Neues «Zündhölzli» zum 85. Geburtstag von Mani Matter

Es ist längst Tradition, dass Schweizer Künstler Mani Matters einfach wirkenden und gleichzeitig so reichhaltigen Liedern neues Leben einhauchen.

Mit einer Neuinterpretation des Klassikers «I han es Zündhölzli azündt» gedenken Denis Marian & Max Urban dem Berner Chansonnier (1936–1972), der am 4. August seinen 85. Geburtstag gefeiert hätte.

Denis Marian & Max Urban – «I han es Zündhölzli azündt»:

(Video: Youtube)

Denis Marian ist mehrfacher Schweizermeister im Beatboxen, Max Urban war 2003 Finalist in der Sendung «MusicStar»: Gemeinsam haben die Schweizer Musiker dem «Zündhölzli» ein R&B-Kleid verpasst und es mit einem neuen Beat unterlegt. Die Version sei im Rahmen eines Schulprojekts entstanden, heisst es in der Medienmitteilung des Zytglogge Verlags.

Marian und Urban sind nicht die ersten, die die Klassiker Mani Matters anlässlich eines anstehenden Geburtstags würdigen. Zu Matters 80. Geburtstag (2016) erschien im Zytglogge Verlag das Album «Und so blybt no sis Lied», ein Sammelwerk mit Neuinterpretationen von Matter-Liedern. Die Covers stammen von diversen Musikern, unter ihnen der Berner Rapper Greis, der mit Gitarrist Benjamin Noti alias Noti Wümié «Die Strass, won i drann wohne» gecovert und eine eingängige Popnummer daraus gemacht hat.
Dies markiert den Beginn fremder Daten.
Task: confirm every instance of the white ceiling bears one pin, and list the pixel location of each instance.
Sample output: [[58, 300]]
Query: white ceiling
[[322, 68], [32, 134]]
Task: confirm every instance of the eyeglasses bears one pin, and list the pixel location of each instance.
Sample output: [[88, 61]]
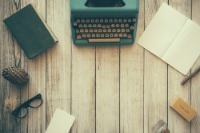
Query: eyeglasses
[[22, 110]]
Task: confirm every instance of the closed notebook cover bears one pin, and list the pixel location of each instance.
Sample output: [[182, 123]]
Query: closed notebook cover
[[30, 31]]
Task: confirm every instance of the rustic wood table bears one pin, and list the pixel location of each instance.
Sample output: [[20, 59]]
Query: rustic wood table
[[109, 89]]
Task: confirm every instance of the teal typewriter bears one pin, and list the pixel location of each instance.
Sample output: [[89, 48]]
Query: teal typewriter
[[104, 21]]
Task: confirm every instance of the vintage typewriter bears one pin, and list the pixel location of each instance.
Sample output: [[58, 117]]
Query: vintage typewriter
[[104, 21]]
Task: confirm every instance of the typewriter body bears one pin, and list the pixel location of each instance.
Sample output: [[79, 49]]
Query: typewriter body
[[104, 21]]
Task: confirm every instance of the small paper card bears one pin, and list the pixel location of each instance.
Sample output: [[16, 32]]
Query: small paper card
[[61, 122], [172, 37]]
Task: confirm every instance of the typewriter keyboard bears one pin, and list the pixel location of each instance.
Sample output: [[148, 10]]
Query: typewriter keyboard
[[104, 30]]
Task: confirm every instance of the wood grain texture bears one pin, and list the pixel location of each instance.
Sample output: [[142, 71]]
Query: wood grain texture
[[10, 56], [107, 89], [195, 82], [155, 79], [177, 123], [36, 68], [131, 82], [58, 89], [83, 89]]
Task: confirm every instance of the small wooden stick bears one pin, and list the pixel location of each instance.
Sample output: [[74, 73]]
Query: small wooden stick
[[190, 76]]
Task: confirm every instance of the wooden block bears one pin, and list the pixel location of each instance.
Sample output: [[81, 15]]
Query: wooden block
[[184, 109]]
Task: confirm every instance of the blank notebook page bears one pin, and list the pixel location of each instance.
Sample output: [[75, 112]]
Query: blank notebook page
[[172, 37]]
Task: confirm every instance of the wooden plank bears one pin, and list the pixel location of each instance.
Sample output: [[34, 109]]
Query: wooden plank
[[155, 79], [107, 89], [195, 84], [177, 123], [83, 89], [131, 82], [36, 119], [9, 53], [58, 89]]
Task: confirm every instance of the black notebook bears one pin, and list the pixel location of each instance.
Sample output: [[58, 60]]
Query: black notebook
[[31, 32]]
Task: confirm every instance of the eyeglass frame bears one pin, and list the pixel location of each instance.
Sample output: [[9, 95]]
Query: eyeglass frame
[[25, 105]]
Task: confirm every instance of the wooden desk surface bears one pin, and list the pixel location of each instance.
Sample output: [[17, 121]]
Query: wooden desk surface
[[109, 89]]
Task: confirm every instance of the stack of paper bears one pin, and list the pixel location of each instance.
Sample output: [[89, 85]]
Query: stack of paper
[[172, 37]]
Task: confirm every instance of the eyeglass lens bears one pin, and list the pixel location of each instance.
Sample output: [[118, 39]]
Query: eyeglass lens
[[22, 110]]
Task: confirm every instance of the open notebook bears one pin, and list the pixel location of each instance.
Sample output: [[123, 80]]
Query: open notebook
[[172, 37]]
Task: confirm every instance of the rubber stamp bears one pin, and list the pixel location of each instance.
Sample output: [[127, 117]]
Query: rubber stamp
[[184, 109]]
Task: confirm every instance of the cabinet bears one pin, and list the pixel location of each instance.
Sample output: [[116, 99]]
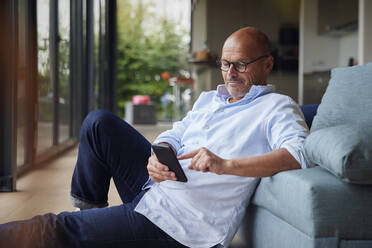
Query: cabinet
[[337, 17]]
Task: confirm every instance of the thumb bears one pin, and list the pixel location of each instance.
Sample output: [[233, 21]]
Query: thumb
[[188, 155]]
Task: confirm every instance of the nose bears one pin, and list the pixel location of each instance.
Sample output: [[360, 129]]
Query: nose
[[232, 71]]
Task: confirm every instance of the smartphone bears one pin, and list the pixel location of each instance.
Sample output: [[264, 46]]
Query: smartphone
[[166, 156]]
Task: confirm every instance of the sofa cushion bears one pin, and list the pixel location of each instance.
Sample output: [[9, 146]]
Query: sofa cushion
[[346, 102], [345, 150], [347, 98], [318, 203]]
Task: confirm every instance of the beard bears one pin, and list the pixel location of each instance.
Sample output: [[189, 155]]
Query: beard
[[239, 86]]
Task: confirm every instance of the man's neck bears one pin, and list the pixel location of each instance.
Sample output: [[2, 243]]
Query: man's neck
[[234, 99]]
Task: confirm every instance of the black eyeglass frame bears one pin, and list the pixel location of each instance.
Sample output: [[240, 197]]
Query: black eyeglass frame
[[219, 63]]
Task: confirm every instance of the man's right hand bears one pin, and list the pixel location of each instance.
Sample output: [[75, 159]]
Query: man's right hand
[[158, 171]]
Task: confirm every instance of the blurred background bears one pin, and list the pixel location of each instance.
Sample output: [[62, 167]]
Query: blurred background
[[147, 61]]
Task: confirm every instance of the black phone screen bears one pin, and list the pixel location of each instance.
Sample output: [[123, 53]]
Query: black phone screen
[[166, 156]]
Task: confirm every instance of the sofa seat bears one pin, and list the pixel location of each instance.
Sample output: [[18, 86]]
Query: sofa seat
[[318, 204]]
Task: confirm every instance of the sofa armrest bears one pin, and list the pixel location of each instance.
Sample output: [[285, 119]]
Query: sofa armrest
[[317, 203]]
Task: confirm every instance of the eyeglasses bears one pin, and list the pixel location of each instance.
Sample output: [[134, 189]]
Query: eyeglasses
[[238, 66]]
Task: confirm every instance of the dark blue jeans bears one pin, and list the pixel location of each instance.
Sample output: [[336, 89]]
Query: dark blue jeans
[[109, 148]]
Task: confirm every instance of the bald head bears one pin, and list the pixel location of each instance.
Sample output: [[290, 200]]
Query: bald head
[[247, 48], [250, 38]]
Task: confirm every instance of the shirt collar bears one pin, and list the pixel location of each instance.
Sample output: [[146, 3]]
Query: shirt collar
[[254, 92]]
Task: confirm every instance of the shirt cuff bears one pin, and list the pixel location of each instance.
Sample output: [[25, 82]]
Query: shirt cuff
[[298, 154]]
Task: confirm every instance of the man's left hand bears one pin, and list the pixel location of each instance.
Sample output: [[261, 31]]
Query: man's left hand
[[206, 161]]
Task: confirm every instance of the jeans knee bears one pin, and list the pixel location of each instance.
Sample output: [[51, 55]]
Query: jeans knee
[[96, 116]]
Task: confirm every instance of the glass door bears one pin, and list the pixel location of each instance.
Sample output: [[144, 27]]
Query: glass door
[[64, 70]]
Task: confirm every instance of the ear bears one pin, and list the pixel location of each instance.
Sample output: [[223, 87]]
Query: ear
[[269, 64]]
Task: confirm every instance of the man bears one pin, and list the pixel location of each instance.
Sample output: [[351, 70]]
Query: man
[[231, 138]]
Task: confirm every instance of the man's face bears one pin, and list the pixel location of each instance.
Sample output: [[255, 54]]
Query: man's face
[[239, 83]]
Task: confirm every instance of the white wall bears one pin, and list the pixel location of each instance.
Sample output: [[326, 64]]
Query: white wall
[[320, 53], [348, 49], [199, 29], [365, 34]]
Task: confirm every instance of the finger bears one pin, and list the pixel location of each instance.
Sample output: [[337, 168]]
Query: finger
[[188, 155]]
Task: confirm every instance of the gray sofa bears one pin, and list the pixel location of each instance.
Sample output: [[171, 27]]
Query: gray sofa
[[329, 205]]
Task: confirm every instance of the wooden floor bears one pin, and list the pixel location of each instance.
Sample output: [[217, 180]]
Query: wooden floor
[[46, 189]]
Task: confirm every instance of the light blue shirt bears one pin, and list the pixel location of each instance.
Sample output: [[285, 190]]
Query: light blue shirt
[[208, 209]]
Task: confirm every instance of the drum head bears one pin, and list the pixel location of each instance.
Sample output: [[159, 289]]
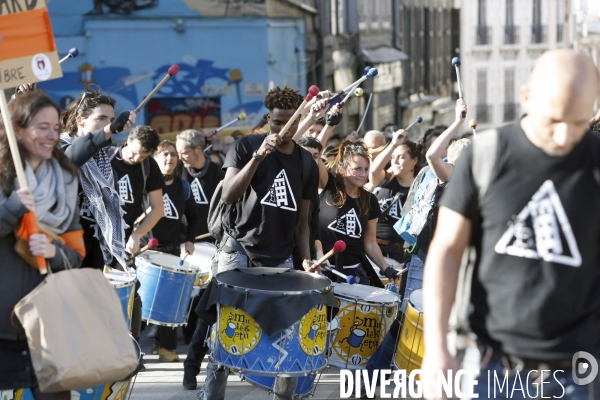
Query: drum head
[[416, 299], [166, 261], [273, 280], [392, 263], [363, 293], [120, 279]]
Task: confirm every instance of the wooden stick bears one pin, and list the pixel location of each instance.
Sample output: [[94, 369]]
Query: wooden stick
[[203, 236]]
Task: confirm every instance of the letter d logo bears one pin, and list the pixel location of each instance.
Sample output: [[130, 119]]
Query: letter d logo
[[582, 368]]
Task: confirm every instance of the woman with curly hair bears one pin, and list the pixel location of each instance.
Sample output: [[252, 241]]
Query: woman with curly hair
[[349, 212], [52, 194]]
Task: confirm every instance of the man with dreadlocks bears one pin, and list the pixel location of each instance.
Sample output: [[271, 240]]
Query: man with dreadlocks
[[261, 228]]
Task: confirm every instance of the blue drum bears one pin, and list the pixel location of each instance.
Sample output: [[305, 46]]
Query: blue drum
[[166, 288], [124, 285], [239, 341], [306, 384]]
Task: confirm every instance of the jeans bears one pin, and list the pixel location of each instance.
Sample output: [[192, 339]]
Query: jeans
[[557, 384], [216, 377], [414, 278]]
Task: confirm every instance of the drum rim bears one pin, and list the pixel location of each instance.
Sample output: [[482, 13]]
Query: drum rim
[[323, 290], [344, 296], [119, 285], [193, 270]]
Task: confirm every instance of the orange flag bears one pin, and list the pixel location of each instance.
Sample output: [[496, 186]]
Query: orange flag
[[28, 228]]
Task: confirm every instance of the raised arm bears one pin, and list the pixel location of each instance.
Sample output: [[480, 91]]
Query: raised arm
[[439, 287], [237, 180], [434, 158], [377, 170]]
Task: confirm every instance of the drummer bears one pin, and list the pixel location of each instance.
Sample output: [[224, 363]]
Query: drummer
[[265, 226], [349, 212], [391, 189], [170, 230]]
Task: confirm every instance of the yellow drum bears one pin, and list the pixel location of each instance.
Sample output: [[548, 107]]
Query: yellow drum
[[366, 314], [409, 352]]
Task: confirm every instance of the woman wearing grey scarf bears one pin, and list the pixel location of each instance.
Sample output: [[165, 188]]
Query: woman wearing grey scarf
[[52, 194], [101, 212]]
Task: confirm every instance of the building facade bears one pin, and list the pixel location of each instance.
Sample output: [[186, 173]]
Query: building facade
[[500, 41]]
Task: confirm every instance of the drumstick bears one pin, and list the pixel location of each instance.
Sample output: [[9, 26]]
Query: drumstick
[[152, 244], [369, 73], [172, 71], [456, 64], [203, 236], [240, 117], [417, 120], [338, 247], [312, 92], [72, 54], [349, 278], [473, 125]]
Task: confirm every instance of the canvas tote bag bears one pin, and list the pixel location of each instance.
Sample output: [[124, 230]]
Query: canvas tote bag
[[76, 332]]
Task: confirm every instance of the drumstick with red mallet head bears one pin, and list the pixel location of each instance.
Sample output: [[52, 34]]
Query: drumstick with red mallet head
[[456, 65], [241, 116], [473, 125], [338, 247], [172, 71]]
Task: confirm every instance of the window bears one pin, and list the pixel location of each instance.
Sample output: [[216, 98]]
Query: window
[[483, 108], [510, 105]]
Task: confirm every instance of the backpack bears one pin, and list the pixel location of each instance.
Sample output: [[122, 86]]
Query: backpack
[[218, 210]]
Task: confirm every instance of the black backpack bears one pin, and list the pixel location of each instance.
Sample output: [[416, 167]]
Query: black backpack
[[218, 210]]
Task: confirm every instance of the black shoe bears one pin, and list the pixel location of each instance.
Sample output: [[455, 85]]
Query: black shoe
[[189, 381]]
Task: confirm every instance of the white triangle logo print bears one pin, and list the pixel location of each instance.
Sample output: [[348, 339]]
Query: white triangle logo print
[[280, 194], [348, 225], [125, 192], [170, 211], [394, 211], [542, 231], [198, 192]]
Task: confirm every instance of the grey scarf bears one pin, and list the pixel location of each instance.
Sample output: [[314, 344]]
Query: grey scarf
[[55, 192], [97, 182]]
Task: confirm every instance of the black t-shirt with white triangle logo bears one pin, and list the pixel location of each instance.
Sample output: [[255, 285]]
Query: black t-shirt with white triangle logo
[[202, 189], [345, 223], [169, 228], [385, 196], [264, 219], [130, 185], [536, 288]]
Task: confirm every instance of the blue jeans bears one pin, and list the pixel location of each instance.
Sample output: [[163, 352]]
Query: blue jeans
[[216, 378], [414, 278], [558, 384]]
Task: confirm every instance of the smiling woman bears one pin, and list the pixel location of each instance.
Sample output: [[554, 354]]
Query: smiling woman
[[52, 192]]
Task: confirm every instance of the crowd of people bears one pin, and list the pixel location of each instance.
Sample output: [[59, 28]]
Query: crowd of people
[[290, 197]]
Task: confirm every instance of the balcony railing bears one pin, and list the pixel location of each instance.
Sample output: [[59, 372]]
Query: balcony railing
[[559, 33], [484, 113], [511, 111], [511, 34], [483, 35], [539, 33]]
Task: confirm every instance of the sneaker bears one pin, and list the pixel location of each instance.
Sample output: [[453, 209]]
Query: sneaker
[[167, 355], [152, 331], [189, 381]]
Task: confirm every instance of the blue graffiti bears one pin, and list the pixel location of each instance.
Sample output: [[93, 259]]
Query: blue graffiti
[[190, 78]]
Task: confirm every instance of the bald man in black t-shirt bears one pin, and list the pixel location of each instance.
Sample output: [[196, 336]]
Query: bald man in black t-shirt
[[535, 299]]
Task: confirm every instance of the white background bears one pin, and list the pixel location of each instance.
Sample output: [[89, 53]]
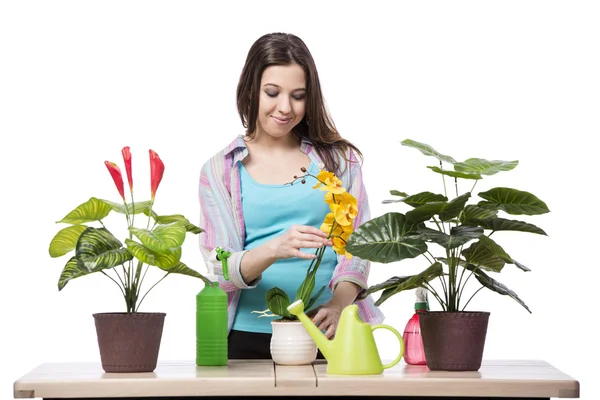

Ebenfalls vertreten sind auf dem Album die Berner Erfolgsrapper Lo & Leduc («079»). Wie «Leduc» Luc Oggier seinerzeit gegenüber Keystone-SDA sagte, war er schon als Baby in Mani Matters Ideenwelt eingetaucht – wortwörtlich. Das Lied «Chue am Waldrand» wurde an seiner Taufe gespielt – wobei seine Eltern einen Hang zu Pessimismus vermuten liessen, singt mani Matter doch «d’Wält isch so perfid, dass sy sech sälte oder nie, nach Bilder, wo’mer vore gmacht hei, richtet».

Mani Matter hat’s auf den Punkt gebracht

Man dürfe nie versuchen, Mani Matter zu kopieren, «denn so kann man nur verlieren», so Oggier weiter. Prägend seien seine Texte für Lo & Leduc alleweil: «Es gilt, die grossen Fragen in einfache Geschichten zu verpacken, zu verdichten.»

Das versuchte auch Rapperin Steff la Cheffe mit ihrem Song «Ds Rösli», einer Geschichte über eine Frau, Rösli, die jeweils nach dem Zahltag ein «Rubellösli» kauft. Matter habe sie mit «seiner Art, wie er mit Sprache beziehungsweise Dialekt gespielt hat» inspiriert und geprägt, erzählte die Berner Rapperin damals.

Mani Matter, der 1972 36-jährig bei einem Autounfall starb, schaffte es wie kein Zweiter, in seinen Liedern Bilder heraufzubeschwören. Das gelang ihm mit einfachsten, pointierten Worten. Oder wie Greis es beschrieb, mit dem «Auf-den-Punkt-bringen».